Kibana: The KQL autocomplete values can take long time

Created on 18 Sep 2019 · 26Comments · Source: elastic/kibana

Currently, KQL autocompletes value suggestions can be slow to appear, especially when there is a lot of data to query to get these possible values. This results in a really slow and frustrating autocomplete.
One of the possible reasons (might be others) for the slowness is that the autocomplete doesn't take into account the time range the users are looking at and suggest all possible values.

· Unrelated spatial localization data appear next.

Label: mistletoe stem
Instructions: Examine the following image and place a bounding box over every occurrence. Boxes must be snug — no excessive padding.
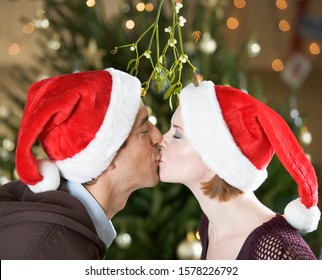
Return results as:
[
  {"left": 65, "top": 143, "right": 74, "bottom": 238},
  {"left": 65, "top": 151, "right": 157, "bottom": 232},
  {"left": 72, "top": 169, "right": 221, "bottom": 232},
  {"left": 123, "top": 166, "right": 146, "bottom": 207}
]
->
[
  {"left": 172, "top": 2, "right": 184, "bottom": 54},
  {"left": 150, "top": 0, "right": 164, "bottom": 59},
  {"left": 137, "top": 23, "right": 155, "bottom": 45}
]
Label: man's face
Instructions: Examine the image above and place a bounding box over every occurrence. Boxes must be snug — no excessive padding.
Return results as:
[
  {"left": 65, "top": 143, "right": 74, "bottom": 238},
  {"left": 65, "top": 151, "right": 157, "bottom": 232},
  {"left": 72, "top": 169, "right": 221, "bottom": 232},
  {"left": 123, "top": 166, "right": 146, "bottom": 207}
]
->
[{"left": 114, "top": 101, "right": 162, "bottom": 189}]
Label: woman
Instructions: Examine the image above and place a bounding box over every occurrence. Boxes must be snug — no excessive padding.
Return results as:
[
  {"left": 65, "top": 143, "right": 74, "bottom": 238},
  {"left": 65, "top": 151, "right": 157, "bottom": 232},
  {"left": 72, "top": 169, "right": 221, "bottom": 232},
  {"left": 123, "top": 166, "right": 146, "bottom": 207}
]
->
[{"left": 159, "top": 81, "right": 320, "bottom": 260}]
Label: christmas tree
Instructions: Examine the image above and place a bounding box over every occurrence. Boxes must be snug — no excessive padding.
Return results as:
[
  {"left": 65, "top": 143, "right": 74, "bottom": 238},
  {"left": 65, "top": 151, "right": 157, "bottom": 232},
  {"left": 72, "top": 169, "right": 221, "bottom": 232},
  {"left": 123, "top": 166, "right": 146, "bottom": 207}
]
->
[{"left": 0, "top": 0, "right": 320, "bottom": 259}]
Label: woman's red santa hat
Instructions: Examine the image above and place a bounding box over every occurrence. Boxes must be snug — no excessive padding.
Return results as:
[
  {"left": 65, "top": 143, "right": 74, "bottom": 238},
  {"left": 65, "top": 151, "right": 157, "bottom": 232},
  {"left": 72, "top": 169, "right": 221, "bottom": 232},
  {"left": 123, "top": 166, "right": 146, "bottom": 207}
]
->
[
  {"left": 16, "top": 68, "right": 141, "bottom": 193},
  {"left": 179, "top": 81, "right": 320, "bottom": 233}
]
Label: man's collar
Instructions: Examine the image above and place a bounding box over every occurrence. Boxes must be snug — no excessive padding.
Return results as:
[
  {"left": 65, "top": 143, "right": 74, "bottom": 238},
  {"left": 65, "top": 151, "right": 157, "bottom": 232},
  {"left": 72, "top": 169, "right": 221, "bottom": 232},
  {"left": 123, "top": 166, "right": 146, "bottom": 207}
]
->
[{"left": 65, "top": 181, "right": 116, "bottom": 248}]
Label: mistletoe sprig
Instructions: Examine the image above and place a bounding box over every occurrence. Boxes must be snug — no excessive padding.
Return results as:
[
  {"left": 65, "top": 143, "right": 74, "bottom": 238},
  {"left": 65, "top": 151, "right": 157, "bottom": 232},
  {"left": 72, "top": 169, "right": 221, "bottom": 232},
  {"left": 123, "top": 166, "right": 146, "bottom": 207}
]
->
[{"left": 111, "top": 0, "right": 198, "bottom": 108}]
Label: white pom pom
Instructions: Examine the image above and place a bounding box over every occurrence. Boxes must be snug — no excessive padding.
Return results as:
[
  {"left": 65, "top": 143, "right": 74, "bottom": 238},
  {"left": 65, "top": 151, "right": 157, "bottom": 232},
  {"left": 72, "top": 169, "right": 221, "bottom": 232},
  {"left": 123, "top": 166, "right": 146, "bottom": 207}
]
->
[
  {"left": 28, "top": 159, "right": 61, "bottom": 193},
  {"left": 284, "top": 198, "right": 321, "bottom": 233}
]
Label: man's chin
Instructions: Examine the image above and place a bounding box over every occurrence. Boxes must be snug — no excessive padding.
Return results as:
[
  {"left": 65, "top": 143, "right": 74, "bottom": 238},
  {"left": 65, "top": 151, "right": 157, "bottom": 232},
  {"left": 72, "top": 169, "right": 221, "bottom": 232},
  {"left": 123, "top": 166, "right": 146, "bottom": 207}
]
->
[
  {"left": 150, "top": 176, "right": 160, "bottom": 188},
  {"left": 148, "top": 172, "right": 160, "bottom": 188}
]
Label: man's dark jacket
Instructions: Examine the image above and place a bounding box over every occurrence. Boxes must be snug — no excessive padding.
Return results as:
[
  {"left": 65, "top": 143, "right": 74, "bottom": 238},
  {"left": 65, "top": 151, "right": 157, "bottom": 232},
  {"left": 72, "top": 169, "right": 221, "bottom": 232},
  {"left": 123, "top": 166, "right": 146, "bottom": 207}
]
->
[{"left": 0, "top": 180, "right": 106, "bottom": 259}]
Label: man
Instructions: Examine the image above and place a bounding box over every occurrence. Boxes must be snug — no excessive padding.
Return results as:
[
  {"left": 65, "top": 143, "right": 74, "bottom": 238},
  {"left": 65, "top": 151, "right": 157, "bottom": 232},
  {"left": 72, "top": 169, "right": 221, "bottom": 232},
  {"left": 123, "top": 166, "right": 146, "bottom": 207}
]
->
[{"left": 0, "top": 68, "right": 161, "bottom": 259}]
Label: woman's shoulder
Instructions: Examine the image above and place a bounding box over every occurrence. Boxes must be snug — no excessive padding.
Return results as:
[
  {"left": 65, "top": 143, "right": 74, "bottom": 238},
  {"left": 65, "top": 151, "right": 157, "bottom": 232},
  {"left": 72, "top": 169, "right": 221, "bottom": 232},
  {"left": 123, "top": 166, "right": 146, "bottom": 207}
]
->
[{"left": 238, "top": 214, "right": 317, "bottom": 260}]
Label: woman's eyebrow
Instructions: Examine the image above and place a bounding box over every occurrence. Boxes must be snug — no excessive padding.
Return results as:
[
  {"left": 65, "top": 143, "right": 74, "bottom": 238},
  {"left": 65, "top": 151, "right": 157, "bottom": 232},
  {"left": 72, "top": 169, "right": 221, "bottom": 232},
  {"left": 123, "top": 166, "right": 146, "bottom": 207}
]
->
[{"left": 173, "top": 124, "right": 184, "bottom": 130}]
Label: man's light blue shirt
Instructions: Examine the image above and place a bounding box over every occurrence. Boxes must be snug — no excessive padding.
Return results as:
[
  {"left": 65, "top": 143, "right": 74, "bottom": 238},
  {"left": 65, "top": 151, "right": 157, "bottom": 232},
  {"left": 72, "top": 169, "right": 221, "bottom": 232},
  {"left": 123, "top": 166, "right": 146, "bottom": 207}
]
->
[{"left": 66, "top": 181, "right": 116, "bottom": 248}]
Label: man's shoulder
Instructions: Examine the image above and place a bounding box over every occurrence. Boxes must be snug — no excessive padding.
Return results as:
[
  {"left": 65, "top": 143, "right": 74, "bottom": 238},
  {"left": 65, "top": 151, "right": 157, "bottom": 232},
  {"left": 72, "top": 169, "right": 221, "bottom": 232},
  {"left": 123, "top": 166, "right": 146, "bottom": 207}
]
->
[
  {"left": 0, "top": 180, "right": 106, "bottom": 259},
  {"left": 0, "top": 180, "right": 28, "bottom": 200},
  {"left": 0, "top": 215, "right": 104, "bottom": 259}
]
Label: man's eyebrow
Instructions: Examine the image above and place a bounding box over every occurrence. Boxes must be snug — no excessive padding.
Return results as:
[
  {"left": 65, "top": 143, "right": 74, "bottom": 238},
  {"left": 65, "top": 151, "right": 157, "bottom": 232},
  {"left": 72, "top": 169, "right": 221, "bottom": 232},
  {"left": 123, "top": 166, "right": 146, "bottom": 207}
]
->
[{"left": 137, "top": 115, "right": 149, "bottom": 128}]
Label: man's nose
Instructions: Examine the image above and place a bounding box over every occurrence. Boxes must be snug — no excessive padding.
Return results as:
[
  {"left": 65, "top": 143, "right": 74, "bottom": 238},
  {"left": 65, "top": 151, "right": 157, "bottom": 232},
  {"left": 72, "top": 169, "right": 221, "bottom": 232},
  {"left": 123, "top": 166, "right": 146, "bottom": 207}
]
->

Perhaps we can filter the values based on the time range the users are looking at when querying.
@Bargs that was raised as an issue in SIEM and APM in the past, would be good to think how we can improve that in order to keep this implementation consistent in Kibana and not have each solution making their own implementation

@Bargs @TinaHeiligers

KQL AppServices feedback_needed

Source

AlonaNadler

👍5

All 26 comments

Pinging @elastic/kibana-app

elasticmachine on 18 Sep 2019

@AlonaNadler by default the value suggestions should never take more than a second to appear because we have a timeout. However there is a setting in kibana.yml for configuring this timeout. When you experienced the slowness, do you know if this timeout had been increased above its default?

Bargs on 19 Sep 2019

+1 on time values. We are experiencing huge slowdown in queries and high CPU usage of our cluster because suggestions take a long time to get values from cluster (hot+cold with 50TB of data). It also queries for every single character you type in the filter box. 20 searches sent in serial that needs to complete before the final results come back. 100% CPU across all my warm nodes results from that. I'd like to be able to turn off "keystroke by keystroke" suggestion and turn on suggestion. Currently doesn't seem possible.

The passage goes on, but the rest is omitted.